Airless tires for everyday cars might soon be far more practical. GM and Michelin have unveiled a prototype of Uptis (Unique Puncture-proof Tire System), a Michelin-made tire intended for passenger cars. It looks like Tweel and other air-free concepts of years past, but its mix of composite rubber and resin embedded fiberglass lets it operate at highway speeds -- earlier options tend to work only when you're slowly putting around. It's not as visually appealing as conventional tires, but Michelin claims it's just as comfortable.
More importantly, there's a tangible roadmap. GM will start testing the Uptis in Michigan later in 2019 on a fleet of Chevy Bolts, and expects the finished version to reach production cars as soon as 2024. The automaker hasn't named specific car models that will use the new tires.

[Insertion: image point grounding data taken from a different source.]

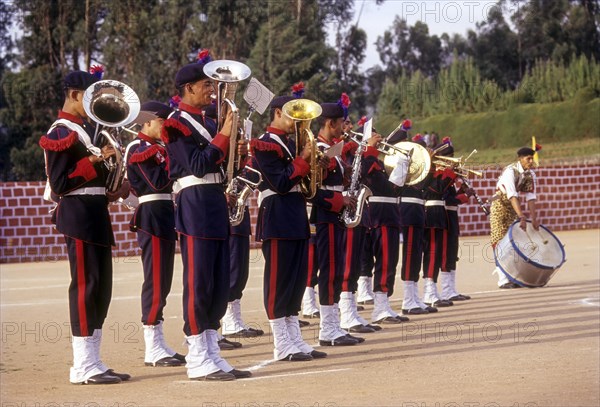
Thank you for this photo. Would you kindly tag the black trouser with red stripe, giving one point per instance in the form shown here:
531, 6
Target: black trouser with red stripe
158, 256
354, 240
367, 262
385, 241
412, 252
330, 249
313, 265
239, 261
285, 276
450, 243
432, 252
90, 290
205, 282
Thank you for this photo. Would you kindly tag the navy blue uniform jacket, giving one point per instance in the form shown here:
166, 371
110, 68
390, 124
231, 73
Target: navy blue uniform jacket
83, 217
283, 215
147, 173
201, 209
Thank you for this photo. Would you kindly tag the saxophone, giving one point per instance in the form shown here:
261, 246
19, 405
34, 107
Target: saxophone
360, 192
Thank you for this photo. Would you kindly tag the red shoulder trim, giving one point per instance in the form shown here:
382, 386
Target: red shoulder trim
148, 153
375, 167
59, 145
172, 129
264, 146
371, 152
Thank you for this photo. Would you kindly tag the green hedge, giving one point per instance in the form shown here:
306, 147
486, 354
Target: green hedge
550, 123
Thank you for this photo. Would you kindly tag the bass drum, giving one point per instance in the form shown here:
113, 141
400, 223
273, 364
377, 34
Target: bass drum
529, 258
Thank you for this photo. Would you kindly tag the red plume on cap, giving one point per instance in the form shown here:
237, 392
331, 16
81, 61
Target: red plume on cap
204, 56
362, 121
344, 102
174, 101
97, 71
298, 90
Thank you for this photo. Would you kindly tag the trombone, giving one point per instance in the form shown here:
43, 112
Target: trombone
302, 112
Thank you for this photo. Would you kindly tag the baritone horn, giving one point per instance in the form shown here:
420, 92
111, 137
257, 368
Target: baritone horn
420, 162
228, 74
112, 105
302, 112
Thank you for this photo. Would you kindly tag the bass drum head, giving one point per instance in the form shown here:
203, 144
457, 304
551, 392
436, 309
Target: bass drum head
529, 258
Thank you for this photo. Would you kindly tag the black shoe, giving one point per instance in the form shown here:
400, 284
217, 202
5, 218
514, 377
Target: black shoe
440, 304
460, 297
358, 339
240, 374
180, 357
259, 332
123, 376
297, 357
102, 378
219, 376
225, 344
316, 354
361, 329
244, 333
388, 320
341, 341
169, 361
415, 311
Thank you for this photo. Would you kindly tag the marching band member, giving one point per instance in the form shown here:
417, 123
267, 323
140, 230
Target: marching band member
354, 243
195, 152
283, 228
328, 204
506, 207
77, 178
154, 222
382, 217
435, 224
453, 198
412, 210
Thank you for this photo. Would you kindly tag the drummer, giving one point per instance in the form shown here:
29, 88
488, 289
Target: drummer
506, 207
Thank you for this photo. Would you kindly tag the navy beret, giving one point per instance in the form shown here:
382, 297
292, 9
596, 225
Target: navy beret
211, 111
279, 101
79, 80
158, 108
332, 110
190, 73
525, 151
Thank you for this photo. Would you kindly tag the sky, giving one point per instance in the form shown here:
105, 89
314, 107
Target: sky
440, 16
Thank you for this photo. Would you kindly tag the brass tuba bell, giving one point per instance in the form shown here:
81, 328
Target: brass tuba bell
302, 112
113, 105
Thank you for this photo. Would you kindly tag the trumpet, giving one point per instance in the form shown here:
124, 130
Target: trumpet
113, 105
302, 112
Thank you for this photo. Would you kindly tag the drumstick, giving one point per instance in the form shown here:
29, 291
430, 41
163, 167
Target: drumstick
533, 245
544, 241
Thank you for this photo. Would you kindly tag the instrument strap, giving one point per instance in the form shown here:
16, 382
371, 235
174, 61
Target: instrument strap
279, 141
337, 158
199, 127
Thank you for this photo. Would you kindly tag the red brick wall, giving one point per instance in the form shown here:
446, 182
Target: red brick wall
568, 198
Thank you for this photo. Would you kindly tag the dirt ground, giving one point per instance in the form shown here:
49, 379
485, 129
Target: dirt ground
518, 348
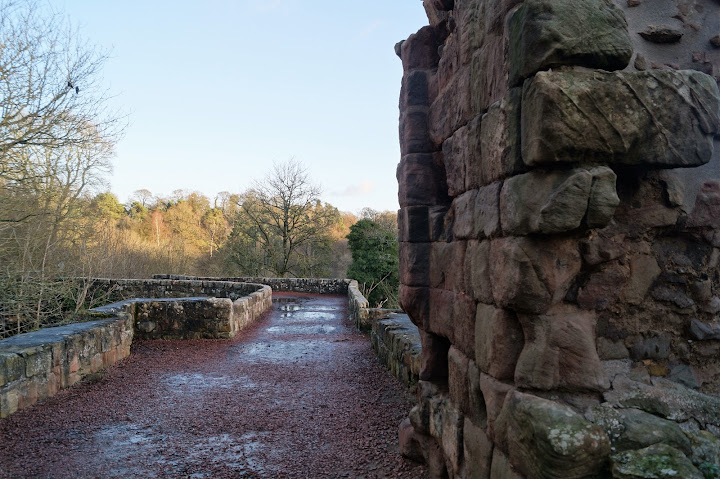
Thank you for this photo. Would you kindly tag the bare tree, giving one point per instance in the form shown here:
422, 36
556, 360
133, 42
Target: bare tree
56, 137
281, 216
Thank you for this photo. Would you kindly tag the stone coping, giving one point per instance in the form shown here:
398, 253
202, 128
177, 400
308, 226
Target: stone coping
396, 341
35, 366
296, 285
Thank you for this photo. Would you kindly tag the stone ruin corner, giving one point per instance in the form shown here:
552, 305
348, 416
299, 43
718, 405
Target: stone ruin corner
560, 237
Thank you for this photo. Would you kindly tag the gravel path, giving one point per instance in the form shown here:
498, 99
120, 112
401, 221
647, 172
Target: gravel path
299, 394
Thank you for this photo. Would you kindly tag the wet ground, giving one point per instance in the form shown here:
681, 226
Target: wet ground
299, 394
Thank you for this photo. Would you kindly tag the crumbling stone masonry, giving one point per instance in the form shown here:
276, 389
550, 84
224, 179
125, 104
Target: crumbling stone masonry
560, 237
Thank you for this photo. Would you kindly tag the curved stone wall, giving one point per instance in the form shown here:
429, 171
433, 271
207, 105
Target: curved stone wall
36, 365
559, 223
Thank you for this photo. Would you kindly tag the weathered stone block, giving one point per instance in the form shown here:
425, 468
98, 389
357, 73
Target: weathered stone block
548, 439
530, 274
706, 212
477, 451
415, 301
413, 224
407, 440
434, 357
498, 341
447, 261
456, 150
478, 411
500, 139
464, 324
501, 467
414, 90
441, 223
658, 118
550, 33
470, 27
420, 50
489, 72
604, 287
635, 429
560, 352
452, 108
477, 271
38, 360
657, 460
457, 379
477, 213
414, 263
12, 367
442, 305
495, 393
420, 181
539, 202
414, 132
446, 425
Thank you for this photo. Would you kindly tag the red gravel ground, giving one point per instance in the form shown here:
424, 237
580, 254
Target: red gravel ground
299, 394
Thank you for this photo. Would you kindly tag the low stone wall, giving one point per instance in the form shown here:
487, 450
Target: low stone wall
193, 318
175, 287
396, 341
35, 366
296, 285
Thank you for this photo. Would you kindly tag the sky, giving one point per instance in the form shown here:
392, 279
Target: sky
218, 90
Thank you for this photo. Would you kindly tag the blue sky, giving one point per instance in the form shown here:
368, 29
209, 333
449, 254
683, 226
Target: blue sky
217, 90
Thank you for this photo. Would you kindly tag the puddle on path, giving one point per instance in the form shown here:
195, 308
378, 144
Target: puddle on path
196, 381
320, 329
188, 456
282, 351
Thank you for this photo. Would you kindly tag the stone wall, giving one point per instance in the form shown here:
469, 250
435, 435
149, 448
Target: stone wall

The Uptis should have immediate financial and safety benefits. While it won't be completely invulnerable, blowouts, flat tires and irregular wear would be things of the past. However, GM and Michelin see this as particularly important for a future where electric and self-driving cars are commonplace. Airless tech reduces the need for environmentally harmful tire production, and eliminates the need for a spare tire that adds weight and shrinks fuel economy. They'd also help autonomous vehicles drive around the clock without fear that a stray nail will ruin a trip. Don't be shocked if this becomes the norm, if just because the expectations for cars themselves will have changed.